RoboScape: Physics-informed Embodied World Model
Yu Shang, Xin Zhang, Yinzhou Tang, Lei Jin, Chen Gao, Wei Wu, Yong Li

TL;DR
RoboScape introduces a physics-informed world model that jointly learns video generation and physical properties, improving realism and physical accuracy in robotic scenario simulations for embodied intelligence.
Contribution
It presents a novel unified framework that integrates physics knowledge into world modeling, enhancing 3D geometric consistency and motion dynamics in robotic video synthesis.
Findings
Superior visual fidelity and physical plausibility in generated videos
Effective for robotic policy training and evaluation
Advances in physics-informed world modeling for embodied AI
Abstract
World models have become indispensable tools for embodied intelligence, serving as powerful simulators capable of generating realistic robotic videos while addressing critical data scarcity challenges. However, current embodied world models exhibit limited physical awareness, particularly in modeling 3D geometry and motion dynamics, resulting in unrealistic video generation for contact-rich robotic scenarios.

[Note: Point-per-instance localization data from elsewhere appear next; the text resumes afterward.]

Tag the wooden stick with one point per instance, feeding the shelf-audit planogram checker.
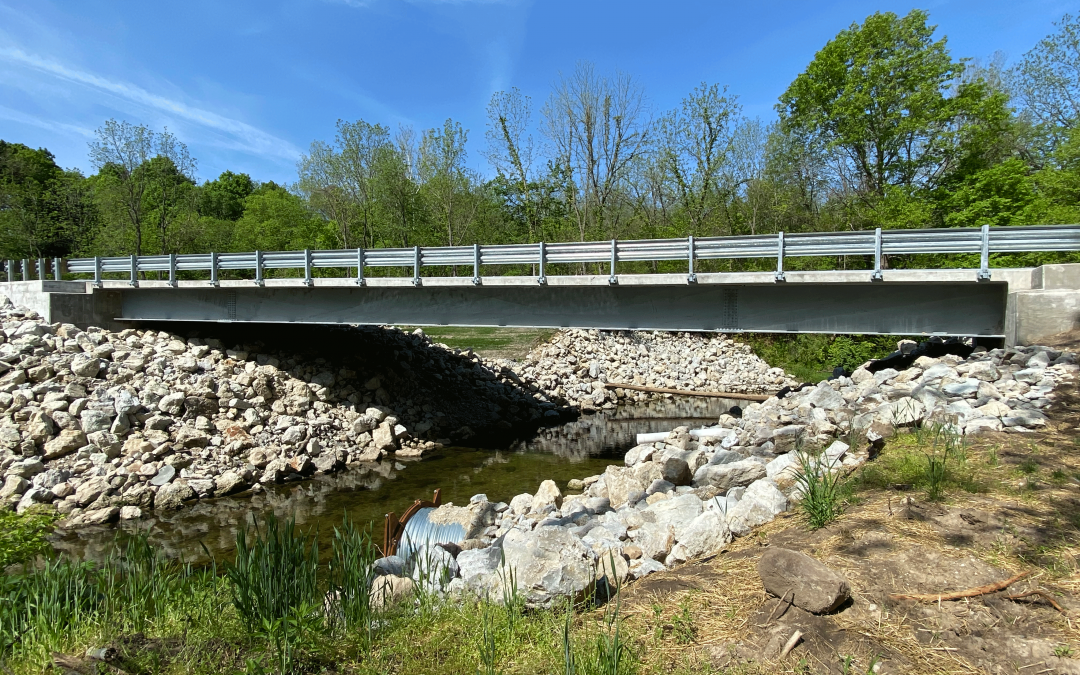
(990, 588)
(683, 392)
(794, 639)
(1041, 594)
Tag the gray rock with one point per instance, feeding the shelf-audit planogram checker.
(13, 485)
(1024, 417)
(760, 503)
(67, 442)
(549, 563)
(83, 365)
(676, 471)
(228, 483)
(812, 585)
(173, 496)
(725, 476)
(172, 404)
(95, 516)
(621, 484)
(705, 534)
(548, 497)
(164, 475)
(826, 397)
(89, 491)
(94, 420)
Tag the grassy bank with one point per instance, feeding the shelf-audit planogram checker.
(811, 358)
(931, 513)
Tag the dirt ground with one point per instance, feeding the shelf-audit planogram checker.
(1022, 516)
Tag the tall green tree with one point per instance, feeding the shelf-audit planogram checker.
(881, 97)
(1048, 78)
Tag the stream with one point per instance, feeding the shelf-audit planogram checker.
(576, 449)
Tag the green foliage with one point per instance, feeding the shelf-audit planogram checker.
(885, 127)
(877, 93)
(820, 483)
(811, 358)
(274, 577)
(24, 536)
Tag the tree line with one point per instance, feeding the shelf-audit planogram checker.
(885, 129)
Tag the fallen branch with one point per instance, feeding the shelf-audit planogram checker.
(683, 392)
(794, 639)
(1041, 594)
(990, 588)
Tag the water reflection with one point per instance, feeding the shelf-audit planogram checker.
(575, 449)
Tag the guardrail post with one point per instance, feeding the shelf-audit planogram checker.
(780, 257)
(984, 257)
(612, 280)
(543, 254)
(476, 281)
(877, 256)
(691, 277)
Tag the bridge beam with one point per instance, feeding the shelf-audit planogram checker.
(945, 308)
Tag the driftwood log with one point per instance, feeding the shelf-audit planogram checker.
(932, 597)
(683, 392)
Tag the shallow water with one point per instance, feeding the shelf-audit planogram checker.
(574, 450)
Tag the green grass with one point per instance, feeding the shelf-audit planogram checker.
(24, 537)
(489, 342)
(277, 610)
(821, 487)
(929, 458)
(811, 358)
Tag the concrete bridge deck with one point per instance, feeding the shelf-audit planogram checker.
(1021, 306)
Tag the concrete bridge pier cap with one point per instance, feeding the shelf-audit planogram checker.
(1024, 306)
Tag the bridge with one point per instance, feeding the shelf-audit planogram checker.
(1016, 305)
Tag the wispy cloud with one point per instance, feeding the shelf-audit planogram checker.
(240, 135)
(362, 4)
(53, 125)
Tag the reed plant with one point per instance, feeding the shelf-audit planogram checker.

In this paper, we present RoboScape, a unified physics-informed world model that jointly learns RGB video generation and physics knowledge within an integrated framework. We introduce two key physics-informed joint training tasks: temporal depth prediction that enhances 3D geometric consistency in video rendering, and keypoint dynamics learning that implicitly encodes physical properties (e.g., object shape and material characteristics) while improving complex motion modeling.…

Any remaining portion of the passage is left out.